Missing the point. The sentence's nature changes when translated. Once it is in Japanese the sentence doesn't make any sense. So something is lost in the translation.

Incidentally, Hofstadter ran into precisely this issue when the French edition of GEB was being written. In GEB he uses the version "This sentence would be very difficult to translate into French." The problem then became what to do in the French version. They made instead a French sentence which declares itself to be difficult to translate into English.

Can the question given in this post be formulated precisely?

If so, nix everything but the precise description of the answer-box's behavior and ask for a program which simulates such a device.

If not, ... then I choose to interpret it in such a way that I can ask for the above anyway.

I can imagine questions that might be potentially good ones to ask.

I think that an intelligence is made of sets of interacting programs, so finding computer archs that have certain properties in constraining and guiding all possible programs would be useful. If I am thinking along the right lines, of course.

I cannot find it, but I once read a SF short even more closely related to this question. Rough plot synopsis: a space wayfarer encounters a mysterious, fabled oracle which will answer any question, but doesn't learn anything useful except that when you know precisely what question to ask, you're already most of the way to the answer.

"Ask a Foolish Question" by Robert Sheckley, freely available on Project Gutenberg.

Sheckley is one of my favorite SF writers. His satire is up there with Twain.

I have a hunch this isn't true. It took humans until the 20th century to formulate their first precise questions, but I think at some point we will pass a tipping point, where the scope of things you can describe precisely can be extended merely by answering precise questions.

Unfortunately, there's no precise way of formulating what precise formulation means.

Sure there is.
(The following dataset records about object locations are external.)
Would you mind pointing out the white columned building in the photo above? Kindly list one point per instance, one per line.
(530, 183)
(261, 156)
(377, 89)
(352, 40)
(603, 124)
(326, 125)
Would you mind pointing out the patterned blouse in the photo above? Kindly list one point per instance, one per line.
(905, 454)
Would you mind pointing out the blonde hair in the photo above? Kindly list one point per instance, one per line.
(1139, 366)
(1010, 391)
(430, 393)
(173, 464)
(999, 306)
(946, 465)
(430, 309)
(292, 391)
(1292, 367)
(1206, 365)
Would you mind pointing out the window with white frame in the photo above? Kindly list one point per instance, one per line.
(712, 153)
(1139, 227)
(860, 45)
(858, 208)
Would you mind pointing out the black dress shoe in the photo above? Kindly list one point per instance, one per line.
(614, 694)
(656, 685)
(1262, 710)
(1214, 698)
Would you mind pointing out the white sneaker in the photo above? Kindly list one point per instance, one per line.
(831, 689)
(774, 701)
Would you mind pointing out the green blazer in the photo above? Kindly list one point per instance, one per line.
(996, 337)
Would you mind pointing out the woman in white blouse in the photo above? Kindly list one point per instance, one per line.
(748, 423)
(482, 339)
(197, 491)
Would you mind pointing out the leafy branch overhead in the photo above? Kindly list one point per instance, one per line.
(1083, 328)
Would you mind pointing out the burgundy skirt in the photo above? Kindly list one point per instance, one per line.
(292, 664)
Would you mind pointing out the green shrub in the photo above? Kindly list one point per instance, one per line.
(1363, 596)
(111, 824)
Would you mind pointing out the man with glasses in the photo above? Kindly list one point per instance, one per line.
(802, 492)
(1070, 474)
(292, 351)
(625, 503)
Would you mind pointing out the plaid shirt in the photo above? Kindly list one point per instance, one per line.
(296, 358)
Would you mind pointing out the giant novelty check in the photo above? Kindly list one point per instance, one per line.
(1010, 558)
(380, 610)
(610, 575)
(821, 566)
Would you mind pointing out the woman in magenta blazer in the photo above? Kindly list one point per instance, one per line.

If you can write it as an input tape to a Universal Turing Machine, it's precisely formulated. If you can't, it isn't.

Sorry, what exactly do you mean by this? It sounds like you're saying a question is only precisely formulated if it's decidable, which seems way too strong. Do you mean something more like, it's precisely formulated if it's a mathematically-formulated question about the outputs of a UTM on a given class of inputs?
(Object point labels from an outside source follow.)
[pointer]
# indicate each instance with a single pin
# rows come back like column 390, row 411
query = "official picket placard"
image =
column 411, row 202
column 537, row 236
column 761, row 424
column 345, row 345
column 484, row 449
Then only programs for that particular UTM are "precisely formulated". How do you interpret them as questions, even?

There are a few (isomorphic) ways to formulate questions as UTMs. You could provide a description of how to interpret final states as a scoring measure, and ask for the highest-scoring input. Or you could provide a UTM that you know halts and ask what part of its final state will be. These are equally powerful, given a genie with infinite computational resources, since there are trivial wrapper programs to convert between them; but the former degrades better under resource constraints.

Turing machines might not be the best way to think about it, since we don't usually talk about retrieving outputs (other than halts/doesn't halt) from them, although there's no reason why we can't in principle. Perhaps a better alternative to talk about reducing to would be a simple recursive language like lambda calculus. But it's moot anyways, since we wouldn't actually perform the reduction, just confirm that it exists and doesn't involve any intractable steps like simulating a human that we haven't uploaded.

One approach---in the post---is to interpret a program as a scoring measure, and the "question" is to find an input that scores well.

I don't really care if you use that particular UTM, or some other UTM, or some other programming language, or a tractable mathematical definition, because they are all the same modulo the constant effort required to translate (which seems to be within human reach, if only barely, at this point).

It seems pretty unlikely that we will get an all-knowing oracle which we can only interrogate with questions that can be scored.

What we are *much* more likely to get is powerful forecasters - that can answer the question of: What symbol in this stream is most likely to come next? I wonder what we would be able to do with them. Some claim that such systems would pass the Turing Test - if they were powerful enough - and were given a *huge* amount of relevant training data.